Scenario Verifiable? LLM Role Human Role
Deriving a closed-form solution for a differential equation Yes — plug it back in Do the algebra Check the solution, interpret the physics
Surveying 50 papers for a literature review section Partially — claims are checkable Summarize, extract key claims, flag contradictions Read the important papers yourself, verify claims against source
Deciding whether to pivot your research agenda No — pure judgment None. Don’t ask. Talk to your advisor, collaborators, and your own intuition
Writing a conference talk No — voice and emphasis are judgment At most: suggest structure, check notation Own every slide.

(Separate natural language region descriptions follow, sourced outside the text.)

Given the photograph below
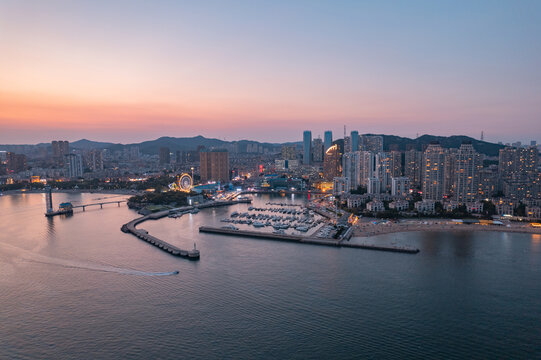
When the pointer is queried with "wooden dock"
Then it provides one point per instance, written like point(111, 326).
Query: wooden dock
point(303, 240)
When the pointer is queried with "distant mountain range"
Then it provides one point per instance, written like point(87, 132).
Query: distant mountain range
point(390, 142)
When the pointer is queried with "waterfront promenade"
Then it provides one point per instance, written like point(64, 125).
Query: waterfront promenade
point(303, 239)
point(368, 229)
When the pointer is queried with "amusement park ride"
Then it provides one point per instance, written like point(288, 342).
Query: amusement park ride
point(184, 182)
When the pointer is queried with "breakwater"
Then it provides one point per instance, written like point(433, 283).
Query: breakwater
point(142, 234)
point(302, 239)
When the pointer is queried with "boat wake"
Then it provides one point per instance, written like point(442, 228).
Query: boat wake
point(76, 264)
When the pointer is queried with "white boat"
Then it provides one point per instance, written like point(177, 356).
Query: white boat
point(230, 227)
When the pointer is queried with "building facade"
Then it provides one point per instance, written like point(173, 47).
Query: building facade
point(214, 166)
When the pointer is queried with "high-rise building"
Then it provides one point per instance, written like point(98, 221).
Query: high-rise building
point(468, 166)
point(518, 162)
point(214, 166)
point(373, 143)
point(367, 167)
point(449, 171)
point(15, 162)
point(347, 144)
point(94, 160)
point(383, 170)
point(289, 152)
point(488, 181)
point(59, 149)
point(400, 186)
point(351, 168)
point(396, 163)
point(73, 165)
point(373, 186)
point(433, 171)
point(413, 166)
point(331, 163)
point(327, 140)
point(317, 150)
point(307, 147)
point(165, 156)
point(341, 186)
point(354, 141)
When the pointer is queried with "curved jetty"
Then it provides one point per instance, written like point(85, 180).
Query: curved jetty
point(165, 246)
point(303, 240)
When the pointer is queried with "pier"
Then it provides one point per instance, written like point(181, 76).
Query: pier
point(165, 246)
point(100, 204)
point(303, 240)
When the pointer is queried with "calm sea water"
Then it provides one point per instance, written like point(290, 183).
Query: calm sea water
point(78, 288)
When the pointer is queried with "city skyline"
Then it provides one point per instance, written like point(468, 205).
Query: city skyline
point(107, 72)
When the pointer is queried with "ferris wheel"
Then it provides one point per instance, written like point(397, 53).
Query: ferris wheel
point(184, 182)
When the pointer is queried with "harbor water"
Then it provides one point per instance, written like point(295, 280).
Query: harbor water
point(76, 287)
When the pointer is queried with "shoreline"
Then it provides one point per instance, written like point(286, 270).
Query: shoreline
point(376, 230)
point(74, 191)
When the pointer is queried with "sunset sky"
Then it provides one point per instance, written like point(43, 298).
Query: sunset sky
point(127, 71)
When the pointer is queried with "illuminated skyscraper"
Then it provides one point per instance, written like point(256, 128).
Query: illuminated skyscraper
point(165, 156)
point(468, 166)
point(214, 166)
point(373, 143)
point(354, 141)
point(433, 171)
point(351, 168)
point(347, 144)
point(327, 141)
point(317, 150)
point(73, 165)
point(307, 147)
point(331, 163)
point(413, 167)
point(59, 149)
point(289, 152)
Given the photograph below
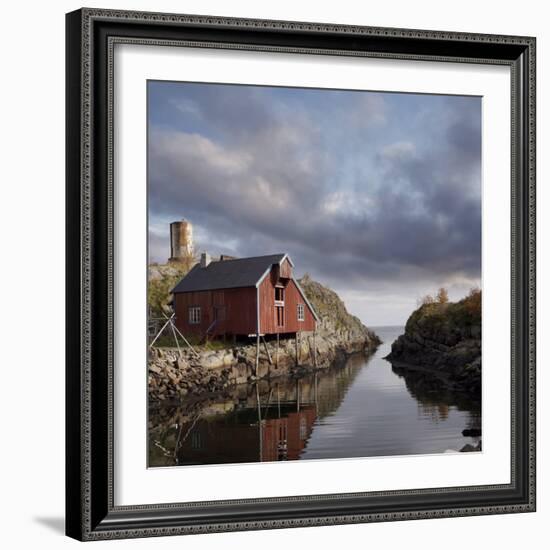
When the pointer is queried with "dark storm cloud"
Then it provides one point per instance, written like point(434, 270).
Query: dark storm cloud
point(263, 170)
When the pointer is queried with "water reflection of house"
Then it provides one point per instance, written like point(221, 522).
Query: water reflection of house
point(226, 441)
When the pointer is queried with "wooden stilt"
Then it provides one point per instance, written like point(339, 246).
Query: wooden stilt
point(277, 353)
point(314, 348)
point(267, 351)
point(183, 337)
point(175, 337)
point(260, 434)
point(257, 353)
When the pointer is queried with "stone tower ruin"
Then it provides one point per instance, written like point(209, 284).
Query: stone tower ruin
point(181, 240)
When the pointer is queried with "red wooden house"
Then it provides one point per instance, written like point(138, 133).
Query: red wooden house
point(245, 296)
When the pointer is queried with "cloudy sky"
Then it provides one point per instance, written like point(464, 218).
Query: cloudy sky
point(377, 195)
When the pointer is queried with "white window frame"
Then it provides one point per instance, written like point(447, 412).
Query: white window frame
point(195, 315)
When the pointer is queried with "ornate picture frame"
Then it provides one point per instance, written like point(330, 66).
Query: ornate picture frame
point(91, 511)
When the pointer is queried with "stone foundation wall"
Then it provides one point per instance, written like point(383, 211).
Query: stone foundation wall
point(174, 375)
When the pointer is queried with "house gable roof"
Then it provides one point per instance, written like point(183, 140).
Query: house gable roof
point(238, 273)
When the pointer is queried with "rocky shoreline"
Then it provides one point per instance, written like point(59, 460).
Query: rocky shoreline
point(445, 339)
point(176, 375)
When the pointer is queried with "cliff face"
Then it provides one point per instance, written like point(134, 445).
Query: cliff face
point(335, 319)
point(445, 338)
point(174, 375)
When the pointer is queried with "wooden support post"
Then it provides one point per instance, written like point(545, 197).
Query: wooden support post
point(257, 353)
point(267, 351)
point(277, 353)
point(175, 337)
point(185, 340)
point(259, 405)
point(314, 348)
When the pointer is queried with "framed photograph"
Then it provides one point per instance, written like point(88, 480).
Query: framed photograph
point(300, 274)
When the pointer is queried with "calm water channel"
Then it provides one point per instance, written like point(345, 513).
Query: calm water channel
point(364, 408)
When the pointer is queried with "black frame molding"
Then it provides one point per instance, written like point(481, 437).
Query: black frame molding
point(90, 39)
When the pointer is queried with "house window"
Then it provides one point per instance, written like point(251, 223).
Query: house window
point(280, 316)
point(194, 315)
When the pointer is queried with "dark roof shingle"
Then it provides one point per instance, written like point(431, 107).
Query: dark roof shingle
point(242, 272)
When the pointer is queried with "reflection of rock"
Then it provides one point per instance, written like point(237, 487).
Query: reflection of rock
point(224, 427)
point(435, 395)
point(174, 374)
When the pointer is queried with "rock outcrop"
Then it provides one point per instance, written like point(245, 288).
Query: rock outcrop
point(444, 338)
point(190, 374)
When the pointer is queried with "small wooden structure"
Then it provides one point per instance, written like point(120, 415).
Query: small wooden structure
point(254, 296)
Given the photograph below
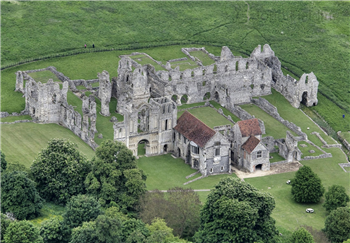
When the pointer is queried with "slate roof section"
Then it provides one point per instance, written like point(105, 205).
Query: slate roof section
point(250, 144)
point(249, 127)
point(193, 129)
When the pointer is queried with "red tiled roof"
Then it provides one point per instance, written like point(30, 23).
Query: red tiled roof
point(193, 129)
point(250, 144)
point(249, 127)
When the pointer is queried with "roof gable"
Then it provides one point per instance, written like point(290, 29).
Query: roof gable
point(250, 144)
point(249, 127)
point(193, 129)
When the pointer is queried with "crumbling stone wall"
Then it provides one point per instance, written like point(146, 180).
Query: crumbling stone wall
point(47, 103)
point(105, 92)
point(296, 92)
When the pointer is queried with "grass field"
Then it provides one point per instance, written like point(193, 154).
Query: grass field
point(15, 118)
point(288, 112)
point(209, 116)
point(224, 110)
point(23, 141)
point(272, 127)
point(276, 157)
point(204, 58)
point(44, 76)
point(289, 214)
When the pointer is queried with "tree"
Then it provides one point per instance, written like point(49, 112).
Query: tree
point(337, 225)
point(103, 230)
point(60, 171)
point(19, 196)
point(22, 232)
point(3, 163)
point(235, 211)
point(335, 197)
point(180, 210)
point(54, 231)
point(79, 209)
point(85, 233)
point(306, 186)
point(160, 232)
point(301, 235)
point(115, 177)
point(4, 223)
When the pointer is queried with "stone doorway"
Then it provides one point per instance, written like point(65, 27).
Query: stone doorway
point(258, 167)
point(142, 147)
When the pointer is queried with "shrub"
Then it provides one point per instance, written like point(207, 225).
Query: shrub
point(306, 186)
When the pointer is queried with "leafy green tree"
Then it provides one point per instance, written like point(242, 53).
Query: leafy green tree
point(337, 225)
point(85, 233)
point(60, 171)
point(180, 210)
point(235, 211)
point(335, 197)
point(160, 232)
point(3, 163)
point(22, 232)
point(4, 223)
point(79, 209)
point(306, 186)
point(103, 230)
point(301, 235)
point(19, 196)
point(54, 231)
point(108, 229)
point(115, 177)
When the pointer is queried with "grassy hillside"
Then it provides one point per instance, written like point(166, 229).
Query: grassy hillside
point(310, 35)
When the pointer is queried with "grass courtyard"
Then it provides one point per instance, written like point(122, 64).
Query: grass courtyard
point(272, 127)
point(209, 116)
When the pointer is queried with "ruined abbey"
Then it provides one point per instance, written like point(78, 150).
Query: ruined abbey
point(149, 100)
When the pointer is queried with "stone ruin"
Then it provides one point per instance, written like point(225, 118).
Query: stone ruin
point(148, 98)
point(302, 91)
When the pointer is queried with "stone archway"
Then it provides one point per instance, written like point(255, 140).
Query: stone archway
point(142, 147)
point(304, 98)
point(217, 97)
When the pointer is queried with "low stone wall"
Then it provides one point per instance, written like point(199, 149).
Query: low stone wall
point(325, 144)
point(19, 121)
point(272, 111)
point(322, 156)
point(345, 143)
point(178, 59)
point(240, 113)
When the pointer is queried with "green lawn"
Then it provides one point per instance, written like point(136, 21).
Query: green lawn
point(288, 112)
point(185, 64)
point(22, 142)
point(142, 59)
point(15, 118)
point(276, 157)
point(164, 172)
point(289, 214)
point(224, 110)
point(305, 150)
point(273, 127)
point(209, 116)
point(48, 211)
point(345, 135)
point(44, 76)
point(204, 58)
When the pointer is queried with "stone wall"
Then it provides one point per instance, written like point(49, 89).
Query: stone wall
point(272, 111)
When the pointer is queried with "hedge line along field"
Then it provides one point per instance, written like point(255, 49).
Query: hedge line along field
point(306, 35)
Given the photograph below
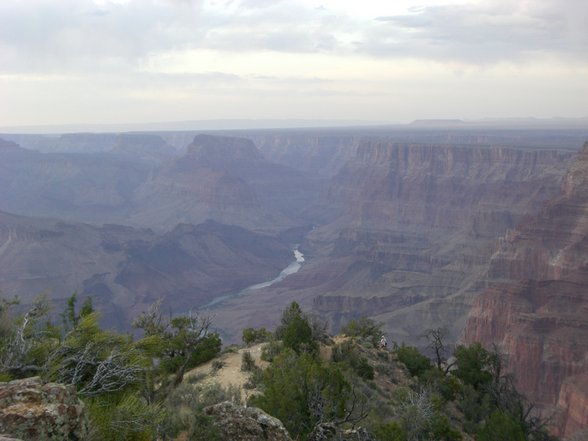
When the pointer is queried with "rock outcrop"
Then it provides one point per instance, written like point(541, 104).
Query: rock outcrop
point(126, 269)
point(536, 307)
point(413, 234)
point(35, 411)
point(238, 423)
point(332, 432)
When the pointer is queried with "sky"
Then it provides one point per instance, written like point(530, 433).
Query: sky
point(140, 61)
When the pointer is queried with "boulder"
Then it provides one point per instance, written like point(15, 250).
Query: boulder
point(238, 423)
point(332, 432)
point(37, 411)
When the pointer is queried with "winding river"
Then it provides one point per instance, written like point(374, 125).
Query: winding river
point(294, 267)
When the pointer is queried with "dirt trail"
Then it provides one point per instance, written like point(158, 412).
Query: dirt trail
point(230, 373)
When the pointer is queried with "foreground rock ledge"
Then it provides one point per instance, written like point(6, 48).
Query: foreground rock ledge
point(37, 411)
point(238, 423)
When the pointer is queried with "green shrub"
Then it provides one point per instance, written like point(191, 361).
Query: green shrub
point(247, 362)
point(124, 418)
point(500, 427)
point(347, 354)
point(416, 363)
point(297, 387)
point(365, 328)
point(251, 335)
point(392, 431)
point(217, 365)
point(271, 350)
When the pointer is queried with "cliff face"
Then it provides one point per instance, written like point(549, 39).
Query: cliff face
point(126, 269)
point(536, 307)
point(226, 179)
point(414, 233)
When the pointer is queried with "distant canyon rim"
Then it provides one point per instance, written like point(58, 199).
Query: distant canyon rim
point(478, 230)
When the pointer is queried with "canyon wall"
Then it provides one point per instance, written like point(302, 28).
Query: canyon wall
point(410, 234)
point(536, 307)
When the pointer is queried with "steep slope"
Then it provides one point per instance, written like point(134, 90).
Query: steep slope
point(537, 305)
point(412, 243)
point(226, 179)
point(125, 269)
point(83, 187)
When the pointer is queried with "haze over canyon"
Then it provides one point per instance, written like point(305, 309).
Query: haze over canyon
point(478, 229)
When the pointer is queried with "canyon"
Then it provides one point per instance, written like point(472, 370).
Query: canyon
point(536, 307)
point(479, 231)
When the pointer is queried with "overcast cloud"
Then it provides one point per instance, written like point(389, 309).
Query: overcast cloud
point(67, 61)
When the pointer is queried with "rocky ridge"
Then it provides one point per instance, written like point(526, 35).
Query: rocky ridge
point(536, 305)
point(34, 411)
point(409, 234)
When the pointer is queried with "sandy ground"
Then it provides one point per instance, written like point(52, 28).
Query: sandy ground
point(230, 373)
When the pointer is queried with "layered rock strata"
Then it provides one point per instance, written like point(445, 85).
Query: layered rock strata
point(412, 236)
point(37, 411)
point(238, 423)
point(536, 307)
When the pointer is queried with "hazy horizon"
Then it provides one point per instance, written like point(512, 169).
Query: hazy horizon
point(81, 62)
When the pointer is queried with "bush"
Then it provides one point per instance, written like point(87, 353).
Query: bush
point(300, 391)
point(124, 418)
point(416, 363)
point(501, 427)
point(295, 331)
point(349, 356)
point(251, 335)
point(217, 365)
point(271, 350)
point(184, 410)
point(390, 432)
point(247, 362)
point(255, 379)
point(364, 328)
point(474, 365)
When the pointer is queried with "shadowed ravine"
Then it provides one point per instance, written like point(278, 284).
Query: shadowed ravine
point(293, 268)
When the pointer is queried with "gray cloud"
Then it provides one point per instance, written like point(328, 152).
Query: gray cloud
point(484, 33)
point(81, 36)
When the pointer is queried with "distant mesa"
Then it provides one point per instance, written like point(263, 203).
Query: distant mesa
point(437, 122)
point(223, 148)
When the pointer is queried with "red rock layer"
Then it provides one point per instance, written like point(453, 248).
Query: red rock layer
point(536, 307)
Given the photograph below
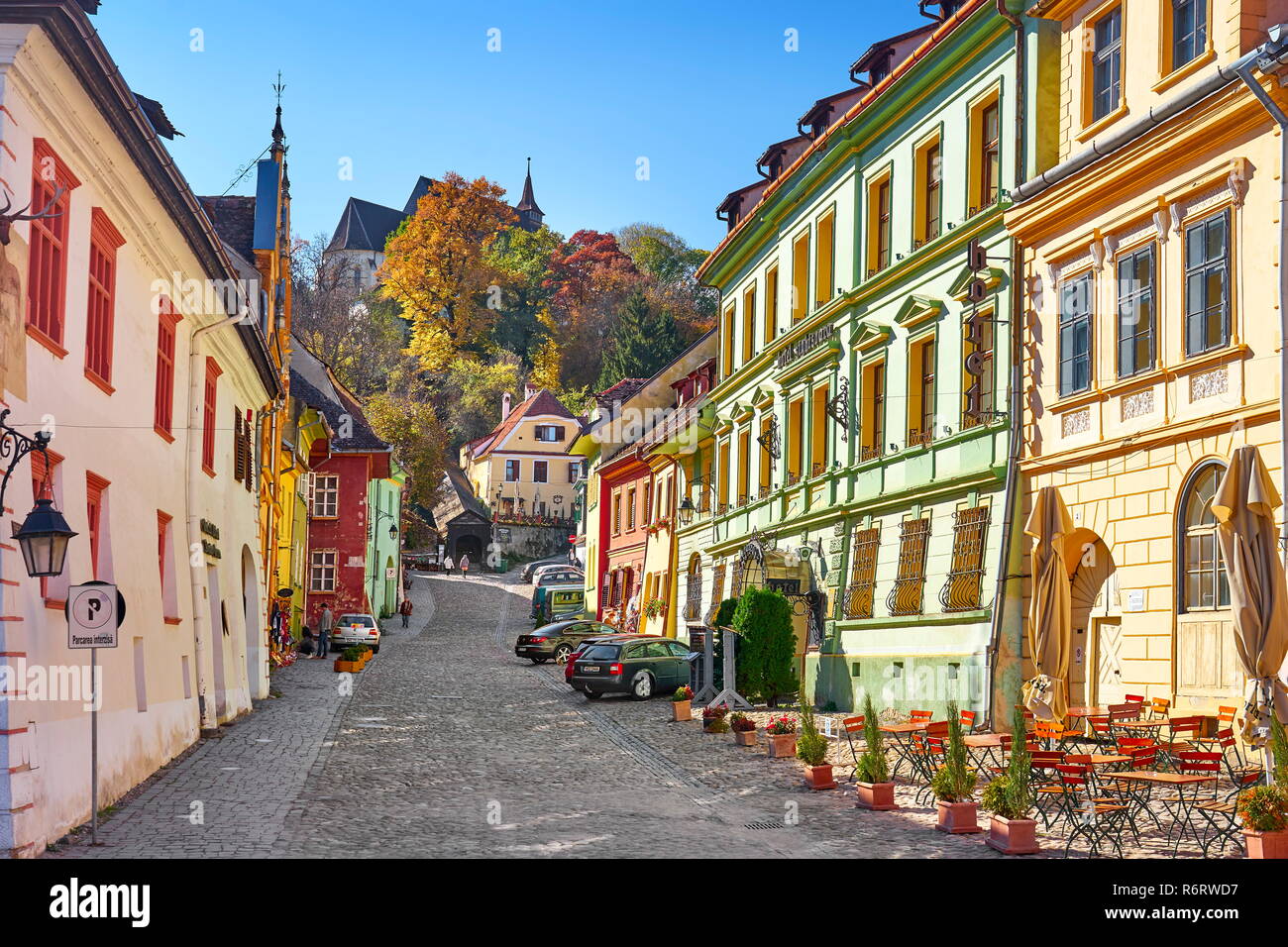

Your talk is your reputation.
Finding analogous problems in another discipline Yes — the analogy either holds or doesn’t Surface candidates from other fields Evaluate whether the structural similarity is deep or superficial
Generating matplotlib/TikZ figures Yes — you see the output Draft code, suggest styling tricks Iterate until the figure communicates what you intend

The Broader Principle

This isn’t about fear of AI or rigid rules. It’s about comparative advantage. LLMs are fast, broad, and tireless. Humans have judgment, taste, and accountability. The researchers who thrive will be the ones who assign each task to the right agent — not the ones who use AI for everything or nothing.

The physics researcher’s slide is quietly radical: it says “I use AI constantly” and “I never use AI for the parts that matter most” in the same breath. That’s not a contradiction. That’s expertise.